Automatic email forwarding in Gmail is one of those features that sounds technical until you actually sit down and do it. Once it is set up, every new message landing in one inbox gets quietly copied and sent to another address of your choosing, which is useful for consolidating multiple inboxes, handing customer queries to a business partner, or simply keeping a backup copy of incoming mail in a separate account.

Before getting into the steps, there is one important constraint to flag upfront. This entire setup process must be done from a desktop or laptop computer browser. The Gmail mobile app on iPhone and Android does not expose the backend routing tools needed to configure forwarding. Open a browser, log into Gmail on a computer, and work through the steps from there.

Step One: Register and Verify the Destination Address

Gmail does not allow mail redirection to an unverified address. Before any forwarding can be activated, you need to prove that you own or have permission to access the inbox you want to forward mail to. This is a security measure that prevents anyone from silently copying your email data to an address you did not approve.

Here is how to complete the verification:

  • Log into your Gmail account on a desktop browser. Click the ‘Gear icon in the top right corner of the screen, then select ‘See all settings’ from the dropdown menu.
How to Set Up Automatic Email Forwarding in Gmail
  • Click the ‘Forwarding and POP/IMAP tab at the top of the settings page. Locate the Forwarding section and click the ‘Add a forwarding address’ button.
How to Set Up Automatic Email Forwarding in Gmail
  • Type the full destination email address into the popup box. Click Next, then Proceed, then OK. Google will immediately send a verification email to that destination address.
How to Set Up Email Forwarding in Gmail
  • Open the destination inbox, either in a separate browser tab or on a different device. Find the system email from Google and click the verification link inside it to confirm the connection between both accounts.
  • That verification link is time-sensitive, so complete this step promptly after submitting the address.

Step Two: Turn On the Forwarding Rule

Once the destination address is verified, return to your primary Gmail account to activate the actual forwarding rule.

  1. Go back to your primary Gmail settings page and refresh the browser tab.
  2. Open the ‘Forwarding and POP/IMAP’ tab again.
  3. In the Forwarding section, click the radio button next to ‘Forward a copy of incoming mail to’.
  4. Select your newly verified email address from the dropdown list.
  5. Choose how Gmail handles the original message in your primary inbox.
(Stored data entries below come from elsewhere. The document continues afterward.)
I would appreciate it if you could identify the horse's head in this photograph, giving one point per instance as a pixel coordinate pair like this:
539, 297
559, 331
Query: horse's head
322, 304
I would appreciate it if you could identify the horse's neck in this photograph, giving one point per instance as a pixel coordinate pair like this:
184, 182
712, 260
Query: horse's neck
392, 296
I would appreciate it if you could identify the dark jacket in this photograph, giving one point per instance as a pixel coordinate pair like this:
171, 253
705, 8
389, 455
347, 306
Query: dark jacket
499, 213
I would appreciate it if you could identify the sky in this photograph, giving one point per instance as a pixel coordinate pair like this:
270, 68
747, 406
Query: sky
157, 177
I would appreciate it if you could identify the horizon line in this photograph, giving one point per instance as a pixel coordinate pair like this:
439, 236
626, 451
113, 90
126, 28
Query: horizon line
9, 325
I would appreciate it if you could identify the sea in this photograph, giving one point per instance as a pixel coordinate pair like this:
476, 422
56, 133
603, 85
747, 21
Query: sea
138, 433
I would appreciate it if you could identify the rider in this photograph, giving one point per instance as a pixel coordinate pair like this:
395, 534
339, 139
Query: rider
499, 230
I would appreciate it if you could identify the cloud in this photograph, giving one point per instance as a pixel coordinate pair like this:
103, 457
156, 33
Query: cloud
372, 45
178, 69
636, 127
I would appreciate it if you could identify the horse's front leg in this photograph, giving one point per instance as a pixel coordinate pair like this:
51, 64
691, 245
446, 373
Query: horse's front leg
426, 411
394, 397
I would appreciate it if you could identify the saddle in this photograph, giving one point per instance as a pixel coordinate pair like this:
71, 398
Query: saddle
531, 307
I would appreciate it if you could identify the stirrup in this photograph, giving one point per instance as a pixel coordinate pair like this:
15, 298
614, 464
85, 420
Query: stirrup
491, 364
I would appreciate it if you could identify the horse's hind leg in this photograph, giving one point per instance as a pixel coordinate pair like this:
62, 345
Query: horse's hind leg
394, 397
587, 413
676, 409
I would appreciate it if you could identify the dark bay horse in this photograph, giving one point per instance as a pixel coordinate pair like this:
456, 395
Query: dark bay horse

The safest option is ‘Keep Gmail’s copy in the Inbox’, which maintains a local backup of every forwarded message.
  6. Scroll to the bottom of the page and click ‘Save Changes’.

Once this is saved, a pink banner will appear at the top of your Gmail inbox. This is a built-in Google security alert notifying you that automatic forwarding is now active on the account. It stays visible for the first week after activation.

Step Three: Forward Only Specific Emails

Forwarding your entire inbox to another address works well in some situations, but it can create noise and clutter if only certain types of messages actually need to be redirected. Gmail’s built-in filter system lets you route specific emails, such as bank alerts, client inquiries, or invoices, while leaving everything else in place.

Here is how to set that up:

First, turn off global forwarding: Go back to the Forwarding and POP/IMAP tab, select Disable forwarding, and click Save Changes. This stops your entire inbox from being redirected before you build the more targeted filter.

Build your search filter: Click the ‘Show search options’ icon inside the main Gmail search bar at the top of the screen. This opens an advanced search panel where you can define your parameters, such as emails arriving from a specific sender or containing specific words or phrases.

How to Set Up Email Forwarding in Gmail

Link the forwarding action: Click Create filter at the bottom of the search panel. On the next screen, check the box for Forward it and select your verified destination address from the list. Click Create filter to complete the setup.

From that point forward, only messages matching your defined filter will be forwarded. Everything else stays in the primary inbox untouched.

Important Rules to Keep in Mind

Spam stays put: Gmail processes all incoming mail through its spam detection system before applying any forwarding rules. If an email is classified as spam, it goes to the junk folder in the original account and will not be forwarded to the destination address. Forwarding rules only apply to messages that pass spam filtering.

Old emails are not affected: Forwarding only applies to new messages arriving after the setup is completed. Emails already sitting in your archive or inbox before the rule was activated will not be pushed to the destination address retroactively.

One destination address at a time: Gmail allows global inbox forwarding to a single address only. If you need incoming mail distributed to more than one person or inbox, the filter method is the way to handle that. Build separate filters for different types of messages and route each one to its own verified destination address independently.

Setting up Gmail forwarding takes less than ten minutes from start to finish once you are working from a desktop browser. The verification step adds a small waiting period while the confirmation email arrives, but after that the process is entirely straightforward. For anyone consolidating personal and work inboxes or routing client messages to a team member, the forwarding system works reliably in the background once it is configured.